说明

aaa，又是忙碌而咸鱼的一个月，期间给我的vim配置上了一堆超棒的插件（比如nerdtree，ctags，airline，markdown，etc.)，然后有配置了vscode，还用make快乐地实现了奇奇怪怪的功能，本来都写了一部分了，最后还是没时间放弃了悲しいです55555

然后为了省事直接用英文写了实验报告，一如既往的懒得改直接发好了。

申明：This is the report for pa2 by 曾许曌秋，DII，Nanjing University on Nov 4,2019

转载请注明出处：https://www.cnblogs.com/bllovetx/p/11790016.html

欢迎访问My Home Page

--2019.11.21

Report for PA 2(writed with vim)

Part i - pa2.1

Pa2.1 just need to realize 5 instr, namely sub,xor,push,call,ret

Since the code frame has done enough and git-book notes provide detailed instruction

It's absolutely easy to realize (with the help of ctags & find|xargs grep)

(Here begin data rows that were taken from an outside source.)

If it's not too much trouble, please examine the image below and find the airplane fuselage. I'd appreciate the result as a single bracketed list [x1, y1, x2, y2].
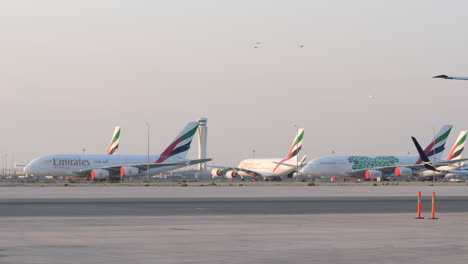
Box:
[302, 156, 419, 177]
[238, 158, 297, 177]
[24, 154, 185, 176]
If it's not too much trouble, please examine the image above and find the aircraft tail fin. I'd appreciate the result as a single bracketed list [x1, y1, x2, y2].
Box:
[155, 122, 199, 163]
[447, 130, 468, 160]
[107, 126, 120, 155]
[273, 128, 304, 172]
[299, 156, 307, 166]
[416, 125, 452, 164]
[284, 128, 304, 160]
[411, 137, 437, 171]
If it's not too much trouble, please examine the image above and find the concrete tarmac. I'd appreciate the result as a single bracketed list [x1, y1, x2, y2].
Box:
[0, 214, 468, 264]
[0, 196, 468, 217]
[0, 186, 468, 264]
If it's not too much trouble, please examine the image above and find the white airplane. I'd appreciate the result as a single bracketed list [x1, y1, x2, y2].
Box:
[432, 74, 468, 80]
[211, 128, 305, 180]
[107, 126, 120, 155]
[418, 130, 468, 177]
[301, 125, 462, 180]
[24, 122, 211, 180]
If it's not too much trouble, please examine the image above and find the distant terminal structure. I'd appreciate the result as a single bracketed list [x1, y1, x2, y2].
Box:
[198, 117, 208, 171]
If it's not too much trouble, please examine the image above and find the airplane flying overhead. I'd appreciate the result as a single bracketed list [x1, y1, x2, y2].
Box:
[301, 125, 456, 180]
[107, 126, 120, 155]
[432, 74, 468, 80]
[211, 128, 305, 180]
[24, 122, 211, 180]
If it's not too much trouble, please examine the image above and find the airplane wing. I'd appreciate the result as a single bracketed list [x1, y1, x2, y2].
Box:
[346, 159, 468, 178]
[432, 74, 468, 80]
[73, 159, 211, 176]
[208, 166, 264, 177]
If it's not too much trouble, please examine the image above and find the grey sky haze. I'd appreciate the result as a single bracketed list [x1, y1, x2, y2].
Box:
[0, 0, 468, 165]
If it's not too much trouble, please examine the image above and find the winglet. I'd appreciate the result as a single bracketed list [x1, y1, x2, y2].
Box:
[432, 74, 468, 80]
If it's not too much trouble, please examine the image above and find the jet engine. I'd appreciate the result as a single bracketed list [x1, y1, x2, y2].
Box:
[211, 169, 224, 179]
[120, 166, 140, 176]
[395, 167, 413, 176]
[226, 170, 239, 180]
[366, 170, 382, 180]
[91, 169, 109, 180]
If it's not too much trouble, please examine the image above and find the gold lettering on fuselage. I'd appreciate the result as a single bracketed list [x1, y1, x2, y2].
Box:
[52, 159, 91, 167]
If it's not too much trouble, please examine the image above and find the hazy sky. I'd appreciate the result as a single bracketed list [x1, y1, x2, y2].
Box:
[0, 0, 468, 165]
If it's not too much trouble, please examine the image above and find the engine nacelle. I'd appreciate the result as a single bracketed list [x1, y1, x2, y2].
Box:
[91, 169, 109, 180]
[211, 169, 224, 179]
[366, 170, 382, 180]
[395, 167, 413, 176]
[287, 171, 302, 178]
[226, 171, 239, 180]
[120, 166, 140, 176]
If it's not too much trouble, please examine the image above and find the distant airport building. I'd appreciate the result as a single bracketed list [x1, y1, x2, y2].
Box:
[198, 117, 208, 171]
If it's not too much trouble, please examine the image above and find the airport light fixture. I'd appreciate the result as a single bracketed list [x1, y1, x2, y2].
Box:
[251, 149, 255, 170]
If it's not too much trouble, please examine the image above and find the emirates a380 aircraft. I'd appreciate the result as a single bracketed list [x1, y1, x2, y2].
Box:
[24, 122, 211, 180]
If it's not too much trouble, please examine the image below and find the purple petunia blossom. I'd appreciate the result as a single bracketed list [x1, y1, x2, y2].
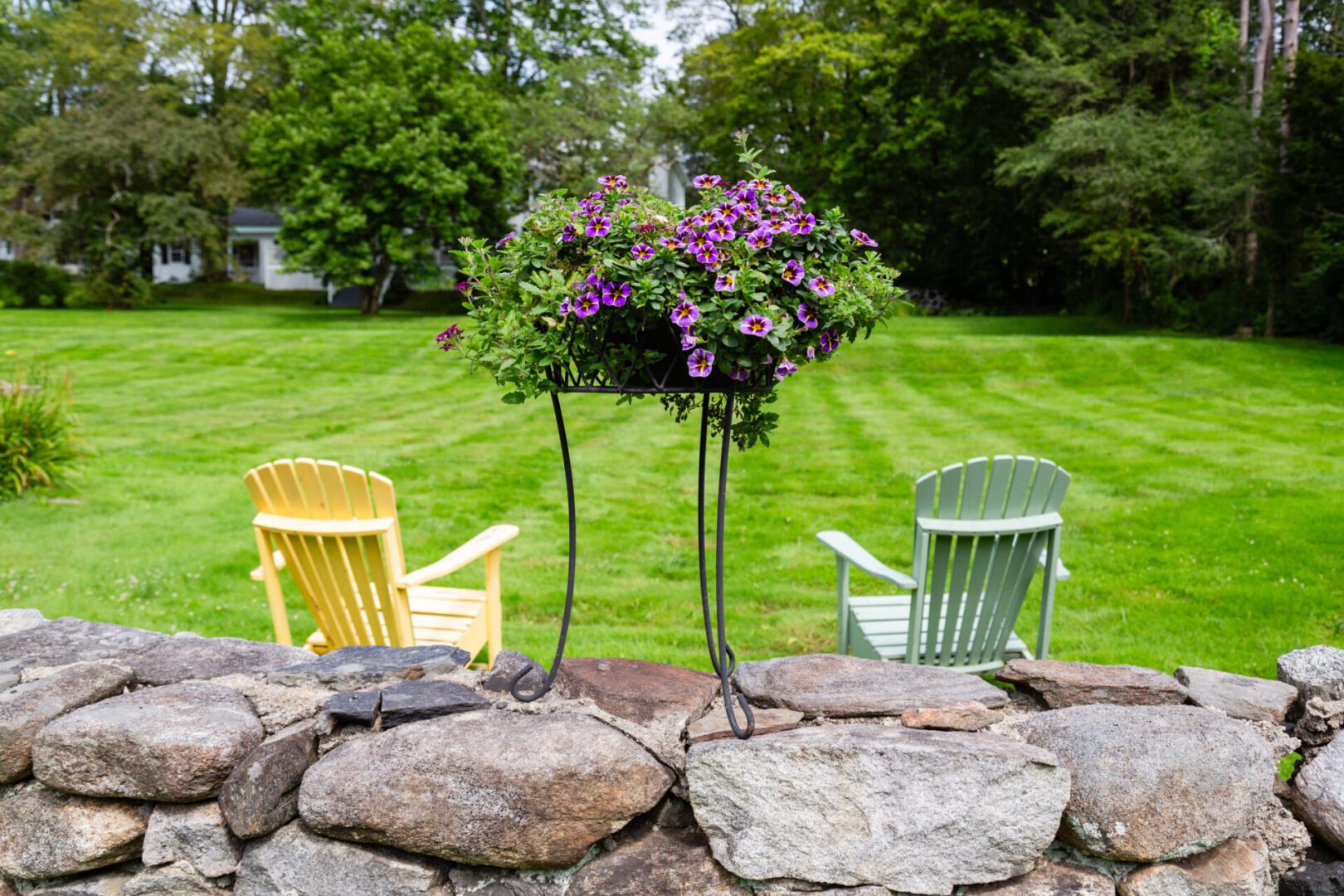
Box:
[738, 314, 774, 336]
[574, 293, 601, 317]
[747, 227, 774, 250]
[672, 301, 700, 326]
[798, 302, 817, 329]
[602, 284, 631, 308]
[808, 275, 836, 295]
[685, 348, 713, 376]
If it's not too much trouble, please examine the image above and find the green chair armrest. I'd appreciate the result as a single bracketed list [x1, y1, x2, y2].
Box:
[817, 532, 918, 591]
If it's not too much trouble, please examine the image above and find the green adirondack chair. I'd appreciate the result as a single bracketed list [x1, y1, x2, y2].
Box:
[817, 454, 1070, 672]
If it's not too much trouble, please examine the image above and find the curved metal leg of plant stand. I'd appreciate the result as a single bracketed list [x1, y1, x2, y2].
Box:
[508, 392, 578, 703]
[696, 392, 755, 740]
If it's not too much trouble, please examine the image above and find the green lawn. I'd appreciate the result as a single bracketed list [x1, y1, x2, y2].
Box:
[0, 291, 1344, 675]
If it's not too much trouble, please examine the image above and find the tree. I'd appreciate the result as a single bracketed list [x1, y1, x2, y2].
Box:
[249, 0, 518, 314]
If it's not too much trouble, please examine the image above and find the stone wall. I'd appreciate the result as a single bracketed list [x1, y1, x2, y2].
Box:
[0, 610, 1344, 896]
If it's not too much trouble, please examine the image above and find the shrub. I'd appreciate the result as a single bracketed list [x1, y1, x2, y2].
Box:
[0, 262, 71, 308]
[0, 369, 78, 499]
[449, 145, 903, 447]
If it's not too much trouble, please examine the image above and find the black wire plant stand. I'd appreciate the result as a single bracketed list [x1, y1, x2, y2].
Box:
[509, 319, 774, 740]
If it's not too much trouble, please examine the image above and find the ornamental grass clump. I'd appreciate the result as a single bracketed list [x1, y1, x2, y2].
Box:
[449, 137, 903, 447]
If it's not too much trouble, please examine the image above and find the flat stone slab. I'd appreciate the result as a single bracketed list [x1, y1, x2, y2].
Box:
[266, 645, 472, 690]
[734, 653, 1008, 718]
[1176, 666, 1297, 725]
[234, 821, 450, 896]
[995, 660, 1186, 709]
[685, 707, 802, 744]
[1292, 738, 1344, 853]
[1019, 704, 1278, 863]
[299, 711, 674, 868]
[1118, 835, 1277, 896]
[125, 634, 313, 685]
[555, 657, 719, 725]
[141, 801, 243, 877]
[566, 829, 752, 896]
[32, 683, 265, 802]
[687, 724, 1069, 894]
[219, 722, 317, 840]
[0, 785, 149, 880]
[900, 700, 1004, 731]
[965, 863, 1116, 896]
[0, 662, 132, 783]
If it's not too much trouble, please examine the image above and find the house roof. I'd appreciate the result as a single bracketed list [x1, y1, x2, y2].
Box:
[228, 206, 281, 227]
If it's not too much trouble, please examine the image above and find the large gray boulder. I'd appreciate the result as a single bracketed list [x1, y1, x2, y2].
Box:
[141, 801, 243, 877]
[0, 662, 132, 783]
[299, 712, 674, 868]
[234, 821, 451, 896]
[965, 863, 1116, 896]
[219, 722, 325, 840]
[1292, 719, 1344, 853]
[687, 724, 1069, 894]
[32, 683, 264, 802]
[1020, 705, 1277, 863]
[566, 827, 752, 896]
[0, 785, 149, 880]
[1118, 835, 1275, 896]
[995, 660, 1186, 709]
[734, 653, 1008, 718]
[1176, 666, 1297, 725]
[125, 633, 313, 685]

Really recommend ctags(really convenient to understand related codes in a short time)

Steps:

For each instr, mainly(at least as a matter of fact) 4 steps are needed:

1. Fill in opcode_table in `/isa/exec/exec.c` using macros defined in `include/cpu/exec.h`:

#define IDEXW(id, ex, w)   {concat(decode_, id), concat(exec_, ex), w}

#define IDEX(id, ex)       IDEXW(id, ex, 0)

#define EXW(ex, w)         {NULL, concat(exec_, ex), w}

#define EX(ex)             EXW(ex, 0)

#define EMPTY              EX(inv)

Each instr in the opcode_table is defined in the form of struct OpcodeEntry which including 2 function pointer(indicating decode-heper func & exec-helper func) and width

When exec_once called, it will first set seq_pc to pc,and call x86 to execute one instr,and then, after finishing, update cpu.pc

For x86, it will dynamically read the instr(i.e. read each part of the instr part by part and update seq_pc every time) and interpret it in the global struct decinfo(such a struct is well organized to different cases)

For the first byte,it will store it and use it to find out what-to-do next in the opcode_table.

First set all width(for a large part of instr, 0x66-prefix suggest a width=2 instr, for such instr, opcode_table first set the width to '0' and decide the width by checking decinfo.isa.is_operand_code_16)

then x86 will use the 2 func-pointer obtained to execute decode-helper and exec-helper func separately.

2. Realize decode part with the help of DHeper & DopHeper(decode oprand)

Such kind of multi-level decoding is of significance by making codes easy to read & modify.

Btw most hard part of decoding (ModR/M & SIB) has already been realized.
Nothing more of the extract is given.